Is it possible to elicit the ideological positions of voters by having information about the structure of their social media networks? Can we make predictions about upcoming policy changes by analyzing the speeches of statesmen, although they could be considered cheap talk? Is there a way to analyze all court decisions of a jurisdiction in order to identify individual biases of judges, thereby suggesting a way how to make the legal system more impartial? Or can we develop a reliable index of organized crime and subversion in industrial areas, typical hotbeds of such crimes, taking into account a wide range of Internet, social media and administrative data sources? These questions are within the domain of Institutional and Organizational Economics (IOE). And all of them could not be seriously studied, let alone answered, by traditional empirical methods. Data science, a new toolkit combining statistics with computer science, is changing this.
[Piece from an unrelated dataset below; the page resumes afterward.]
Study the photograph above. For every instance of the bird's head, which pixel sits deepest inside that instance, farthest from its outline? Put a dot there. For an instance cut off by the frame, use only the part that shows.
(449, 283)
Together with Patricia Prüfer, I have written a brief introductory essay that will be published in a handbook, “A Research Agenda for New Institutional Economics,” edited by Claude Menard and Mary Shirley. We describe the most prominent data science techniques that lend themselves to analyses of the governance structures of institutions and organizations. Several examples using data science to analyze legal, political, and social institutions are introduced. Then we sketch how specific data science techniques can be used to study important research questions that could not (to the same extent) be studied without these techniques. We conclude by comparing the main strengths and limitations of computational social science with traditional empirical research methods and its relation to theory. All this is amended by links to literature and Internet resources and to the most relevant text mining tools and download sources, showing how to get started with data science methods independently.

The essay can be accessed here.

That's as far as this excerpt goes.